Infernal cold

Once the sun goes down Chivay is bloody cold. ‘Twould freeze the ass off a woolly mammoth (which I’m coming to resemble more and more each day). I guess when you’re almost 4km above sea level, there ain’t nothing but space left to keep you warm. It’s definitely the coldest I’ve been since I’ve last had to brave a wintry day in Berlin.

The old women (fast becoming a favourite subject) wear big thick blankets around their shoulders to fend off the cold. Tied around their necks, the blankets fly like capes behind them. Little superheroes trying to fight off the infernal cold.
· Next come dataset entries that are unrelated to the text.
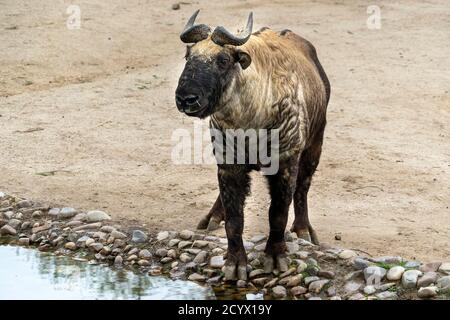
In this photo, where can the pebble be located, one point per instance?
(184, 244)
(107, 229)
(174, 242)
(70, 246)
(216, 262)
(186, 234)
(409, 278)
(445, 268)
(351, 287)
(201, 257)
(374, 274)
(24, 241)
(387, 295)
(197, 277)
(24, 204)
(145, 254)
(118, 235)
(279, 292)
(97, 216)
(444, 283)
(347, 254)
(161, 252)
(118, 260)
(388, 259)
(430, 267)
(163, 235)
(8, 230)
(67, 213)
(395, 273)
(15, 223)
(139, 236)
(369, 290)
(427, 279)
(184, 257)
(361, 264)
(427, 292)
(308, 280)
(302, 266)
(298, 290)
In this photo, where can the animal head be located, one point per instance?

Infernal cold being the most contradictory of them all.

Despite having six or more blankets on the bed, it actually woke me up a few times during the night, body shaking but not grooving, teeth chattering without words. The cold or the smell of piss from the blankets; I’m not sure which it was, but I was presented with the cruel dilemma of huddling closer into the piss-scented blankets, or staying away from them and freezing my woolly mammoth ass off some more.
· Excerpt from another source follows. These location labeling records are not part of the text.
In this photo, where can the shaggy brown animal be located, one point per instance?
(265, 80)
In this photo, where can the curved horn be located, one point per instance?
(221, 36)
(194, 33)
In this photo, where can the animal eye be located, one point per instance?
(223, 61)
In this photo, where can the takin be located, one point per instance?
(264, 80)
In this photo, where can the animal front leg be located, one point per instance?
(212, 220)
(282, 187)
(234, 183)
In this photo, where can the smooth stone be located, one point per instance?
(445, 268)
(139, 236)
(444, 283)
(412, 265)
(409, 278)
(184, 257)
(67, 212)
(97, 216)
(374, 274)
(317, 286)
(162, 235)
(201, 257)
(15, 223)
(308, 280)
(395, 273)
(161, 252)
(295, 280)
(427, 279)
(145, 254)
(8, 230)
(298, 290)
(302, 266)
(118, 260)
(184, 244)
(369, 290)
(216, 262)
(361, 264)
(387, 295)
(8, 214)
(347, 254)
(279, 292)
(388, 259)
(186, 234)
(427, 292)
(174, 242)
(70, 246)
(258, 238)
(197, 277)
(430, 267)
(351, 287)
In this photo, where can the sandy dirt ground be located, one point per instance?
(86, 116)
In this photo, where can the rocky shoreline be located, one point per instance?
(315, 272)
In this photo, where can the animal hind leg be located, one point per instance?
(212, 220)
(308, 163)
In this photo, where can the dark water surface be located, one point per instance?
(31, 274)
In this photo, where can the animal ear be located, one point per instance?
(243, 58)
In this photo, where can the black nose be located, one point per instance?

Earlier we found ourselves in an Irish pub, just to escape the chill. Yes, here in the middle of the Andes, surrounded by volcanoes, canyons and inaccessibility, M’elroys was able to offer a home from home. There really is no escape. I wasn’t complaining at the time however, being secretly delighted to find a warm comfortable den in which to escape the weather – just like home.

It really was a proper Irish pub. The cat, gas stove and wooden floors were all there. I even forgave the signed Dublin GAA jersey on the wall. The Guinness was expensive at S/.25, four times the price of any other beer, but the Pisco Caliente was a more sensible choice in any case. Hot pisco with cloves, cinnamon and lemon. Aahh! For a while I was happy it was so cold outside.